In 9th or 10th grade we had to watch Schindler’s List in school. As our normal classes were in 45 minute increments, you can imagine how many days it took us to watch the entire thing as we watched it in religion class (don’t even get me started on why we have those because UGH!) which was usually twice a week. Every time I saw more of it, I was more ready to abandon my nationality and everything about me that could remotely pass as German. Back then, I wanted to move to Finland and never speak a word of German ever again, that’s how deeply disturbed I was.
This part of our history is horrible and whatever words I use in order to try to explain my feelings and sorrow on the matter will never be enough. I can’t make it undone, as much as I wish I could.

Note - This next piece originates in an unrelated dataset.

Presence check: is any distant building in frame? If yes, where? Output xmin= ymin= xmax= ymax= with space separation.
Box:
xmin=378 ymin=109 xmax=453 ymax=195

As the years progressed and the impact of said movie wasn’t as imminent anymore, I learned to accept our history better. Not everything about this country is an abomination. We’ve learned from our past monstrosities and have tried to be cautious about everything. Basically we’re a nation afraid to ever let something similar happen ever again. Not that right extremists are only a problem for this country. Many other european countries have those problems as well but they don’t have the history.
This is a long winded way to explain why I don’t particularly subscribe to any national heritage or identity. There are things about me, imprinted in me through my growing up in Germany, that I share with my fellow countrymen, but I’m not exclusively German either. Living in Sweden has taught me a lot of things and I left a part of myself there when I moved back here. The lakes and ease of the people is something I miss regularly. As is some of their foods. I could easily imagine moving there if it weren’t for real life things tying me here that go beyond national ambiguity.
Another country on the list of ones I fell in love with is Canada. Could I imagine living there? Definitely! I seem to be drawn to northern countries though, I don’t care too much for the south, as they have no snow and it gets really hot there. Of course my love for Canada only stems from a 3 week vacation, but I enjoyed it a lot. Plus I already speak the language.
So while I’m watching the Olympics, it’s really difficult for me sometimes because I have to choose whom I cheer for. When Germany is playing Sweden, it gets most confusing for me because I want both teams to win. Throw Canada in the mix ad it doesn’t get easier. Maybe my reasons for liking these countries are superficial and I am actually pretty German (not that I’m denying that). I’m just not very patriotic when it comes to ‘my’ country thanks to how I grew up.